Germany's tough choice
One of the political challenges America faced during the financial crisis was that saving the economy has meant saving some of the actors who caused the crash in the first place. That was, to some degree, an oversimplification: We supported the policies (and politicians, and regulators) that allowed the bubble to build, and we sure loved those cheap loans and all that easy money. But it made responding to the crisis a lot more difficult.
Steve Pearlstein, in a very nice column today, argues that Germany is going through something similar: They've run a mercantilist policy to keep their export industry strong and they've pushed an economic integration that lashed other countries onto policies that made some sense for Germany but no sense for, say, Greece. And now disaster has struck, and they're telling themselves a story about upstanding, fiscally responsible Germany and all the profligate ne'er-do-wells they're having to bail out. The truth, Steve says, is more complicated.
What Germans won't accept is that they wouldn't have been able to sell all those beautifully designed cars and well-engineered machine tools if Greeks and Spaniards and Americans hadn't been willing to buy those goods and German banks hadn't been so willing to lend them the money to do so. Nor will they accept that German industry was able to thrive over the past decade because of a common currency and a common monetary policy that, over time, rendered industry in some neighboring countries uncompetitive while generating huge real estate bubbles in others.

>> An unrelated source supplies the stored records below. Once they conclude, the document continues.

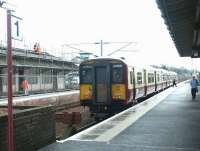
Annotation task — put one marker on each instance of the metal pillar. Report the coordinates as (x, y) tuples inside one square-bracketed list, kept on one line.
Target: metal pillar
[(10, 93)]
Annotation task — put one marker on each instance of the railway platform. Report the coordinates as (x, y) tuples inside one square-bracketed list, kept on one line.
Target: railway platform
[(169, 121)]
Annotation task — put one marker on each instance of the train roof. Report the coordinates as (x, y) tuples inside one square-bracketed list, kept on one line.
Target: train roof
[(150, 68)]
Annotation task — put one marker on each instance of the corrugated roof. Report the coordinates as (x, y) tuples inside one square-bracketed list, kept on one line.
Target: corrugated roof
[(179, 16)]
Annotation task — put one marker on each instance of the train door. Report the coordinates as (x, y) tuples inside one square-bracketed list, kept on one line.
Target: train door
[(21, 78), (145, 81), (102, 81), (134, 85), (155, 77), (55, 80), (1, 82)]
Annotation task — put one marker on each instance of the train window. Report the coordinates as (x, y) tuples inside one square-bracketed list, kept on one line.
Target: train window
[(117, 73), (150, 77), (139, 78), (86, 75)]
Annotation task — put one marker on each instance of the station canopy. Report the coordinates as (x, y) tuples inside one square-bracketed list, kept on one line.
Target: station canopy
[(182, 18)]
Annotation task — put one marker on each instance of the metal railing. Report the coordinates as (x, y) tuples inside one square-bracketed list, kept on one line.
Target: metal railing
[(38, 84)]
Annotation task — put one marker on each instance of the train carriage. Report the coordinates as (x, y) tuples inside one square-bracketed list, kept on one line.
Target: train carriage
[(110, 85)]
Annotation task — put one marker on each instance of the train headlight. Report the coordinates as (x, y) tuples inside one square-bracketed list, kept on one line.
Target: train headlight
[(118, 92), (85, 91)]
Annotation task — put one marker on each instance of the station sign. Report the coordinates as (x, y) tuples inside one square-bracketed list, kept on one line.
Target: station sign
[(16, 24)]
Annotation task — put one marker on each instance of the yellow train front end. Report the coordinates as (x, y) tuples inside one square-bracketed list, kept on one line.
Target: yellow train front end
[(103, 85)]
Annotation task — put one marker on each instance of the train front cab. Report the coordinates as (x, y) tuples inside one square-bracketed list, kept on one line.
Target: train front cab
[(103, 86)]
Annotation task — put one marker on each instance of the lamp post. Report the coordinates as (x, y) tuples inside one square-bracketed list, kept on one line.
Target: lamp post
[(10, 135), (10, 73)]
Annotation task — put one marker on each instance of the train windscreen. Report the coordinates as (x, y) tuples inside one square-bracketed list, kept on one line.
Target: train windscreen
[(86, 74)]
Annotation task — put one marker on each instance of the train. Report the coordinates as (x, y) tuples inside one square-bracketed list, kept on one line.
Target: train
[(110, 85)]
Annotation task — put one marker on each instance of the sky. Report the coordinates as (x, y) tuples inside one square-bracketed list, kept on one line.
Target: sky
[(64, 22)]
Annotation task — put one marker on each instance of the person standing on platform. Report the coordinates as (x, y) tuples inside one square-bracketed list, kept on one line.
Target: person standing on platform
[(194, 87), (25, 86), (174, 83)]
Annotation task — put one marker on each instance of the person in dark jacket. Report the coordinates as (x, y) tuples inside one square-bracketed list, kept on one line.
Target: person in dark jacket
[(194, 87)]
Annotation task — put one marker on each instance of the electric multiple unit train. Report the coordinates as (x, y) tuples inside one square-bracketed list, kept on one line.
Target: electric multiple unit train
[(110, 85)]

The danger of Germans misunderstanding the causes of the current crisis is that it leads them, and the rest of Europe, to the wrong solutions.
While European governments surely have long-term structural budget problems, the immediate fiscal challenge comes from the decline in tax revenues and the increase in transfer payments that result from slow growth and high unemployment. The right policy response to that -- along with the very real threat of price deflation in Europe -- isn't to put the entire continent in a fiscal straitjacket that makes the recession even worse. The immediate need is for the European Central Bank to deliver additional monetary stimulus in the form of lower interest rates and direct purchases of government bonds. The reality is that the price of avoiding a dangerous deflationary spiral in Greece and Spain is allowing inflation in Germany to rise to 3 or 4 percent.
Like America before it, Germany has to help people who may not deserve it in order to prevent the suffering of many more people who really don't deserve it. That's a crummy position to be in, but it's also not entirely somebody else's fault.